Conversei com Xue e decidimos levar nossos pais para jantar fora. Xue relutou, mas vendo minha insistência acabou cedendo. Não tínhamos grandes economias, mas certos momentos exigem algum gasto. Sempre tive uma visão desapegada sobre dinheiro, mas Xue, ao contrário, é extremamente econômica. Uma vez ela me obrigou a comer dois pedaços de carne refogada que tinham sobrado, e acabei com dor de barriga; o remédio custou mais caro do que um jantar decente.
“Senhor Xue, como os jovens estavam fora no almoço, ficamos meio sem saber o que fazer, então improvisamos qualquer coisa em casa. Peço desculpas,” disse meu pai, erguendo o copo num brinde cordial e bebendo tudo de uma vez.
“Não precisa dessas formalidades, somos todos uma família agora,” respondeu o pai de Xue, de modo refinado — afinal, ele trabalha com educação e, comparado ao meu pai, demonstra muito mais polidez.
Enquanto ouvia as gentilezas, minha mãe beliscou meu braço e sussurrou: “Vai pedir ela em casamento? Que romântico, hein!”
Sorri para ela: “Mãe, já sabe de tudo, né?”
Massageei o braço dolorido e expliquei: “Não é pedido de casamento, ainda falta muito pra isso!”
Mal terminei de falar, ouvi a mãe de Xue cochichando com ela: “Por que saiu tão apressada da última vez? Nem me deixou te dar o registro de residência.”
Xue, com seus olhos grandes e inocentes, perguntou: “Pra que eu quero o registro, mãe?”
“Você é boba? Sem o registro não dá pra casar no cartório!”
“…”
Ouvindo o diálogo das duas, minha mãe voltou a me beliscar a perna, dizendo: “Então, está planejando me dar um neto direto? Se for assim, eu e seu pai ficamos até tranquilos.”

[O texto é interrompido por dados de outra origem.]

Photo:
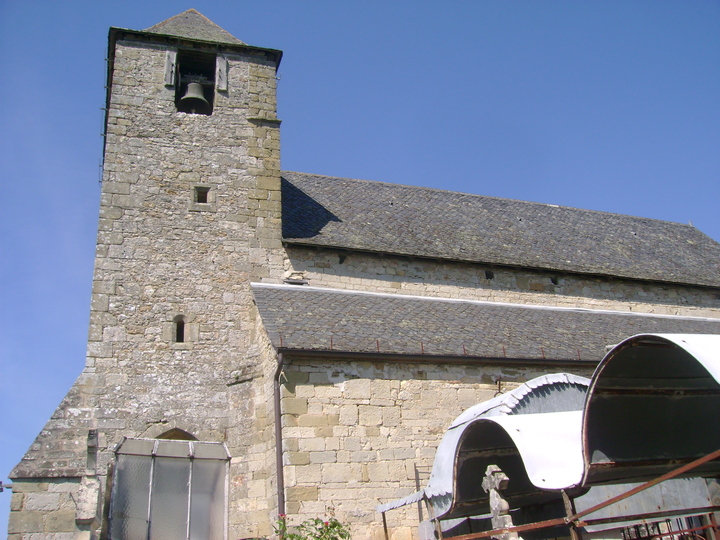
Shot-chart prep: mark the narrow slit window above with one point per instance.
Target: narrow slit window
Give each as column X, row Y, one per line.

Meu pai, embora não fosse meu pai biológico, sempre me tratou como filho de verdade. No assunto do meu casamento, ele nunca falou muito, mas eu sabia que também se preocupava bastante. Afinal, ser padrasto nunca é fácil, especialmente sob o olhar atento da família.
Diante da situação, meus pais decidiram dar um empurrãozinho e, animados pelo vinho, disseram ao pai de Xue:
“Senhor Xia, normalmente deixamos as coisas para os jovens resolverem, pois são independentes e têm suas próprias ideias. Mas como pais, temos o desejo de ver nossos filhos encaminhados, para podermos descansar em paz, não é mesmo?”
Meu pai brindou com o senhor Xia, fingindo estar embriagado, e disse: “Então, qualquer exigência que tenha, pode pedir! O que estiver ao nosso alcance, faremos de tudo para realizar, certo?”
O pai de Xue, surpreso, respondeu: “Senhor Zhang, não precisa exagerar. Viemos só para ver nossa filha... Mas, como você disse, também desejamos que eles se casem logo. Quanto a exigências, não temos. No máximo, temos algumas... expectativas.”
Percebendo que estavam quase entrando numa negociação, aproveitei a hora de pagar a conta para sair junto com Xue.
O casamento é uma coisa estranha — une não só duas pessoas, mas duas famílias, às vezes até culturas distintas. Se fosse escrever sobre isso, daria uma tese de dezenas de milhares de palavras!
Na saída, depois de pagar, eu e Xue ficamos parados nos corredores do restaurante, um de cada lado, trocando olhares cúmplices. Queríamos rir, mas não conseguíamos.
“Viu só? Seus pais vieram te vender.”
Xue me lançou um olhar cortante e retrucou: “Foi seu pai quem começou com essa história!”
“Quando tivermos uma filha, também vamos ser assim,” brinquei, arqueando as sobrancelhas.
As bochechas de Xue coraram e ela perguntou: “O quê?”
“Filha é igual banco — só rende dividendos!” caçoei.
“Você pensa demais!” Xue me reprovou com um olhar, mas logo emendou: “Meus pais não são assim. E, afinal, sou filha única. Se eles pedirem algo, é por nós dois. Na sua família tem vários irmãos, então se puderem pedir, vão pedir mesmo, certo?”
Ouvindo isso, percebi que aquela garota aparentemente ingênua era mais esperta do que eu pensava. Ou talvez fosse influência da sua mãe excêntrica.
A conversa entre as famílias se estendeu até dez e meia da noite; os pratos já estavam frios, com gordura endurecida nas bordas. Não sei exatamente do que falaram, mas o clima ficou um pouco tenso. Ainda assim, chegaram a um consenso, faltando apenas anunciar a decisão.
Eu e Xue estávamos ansiosos para saber o resultado — afinal, mesmo sendo nossa vida, para os mais velhos, a decisão final ainda era deles.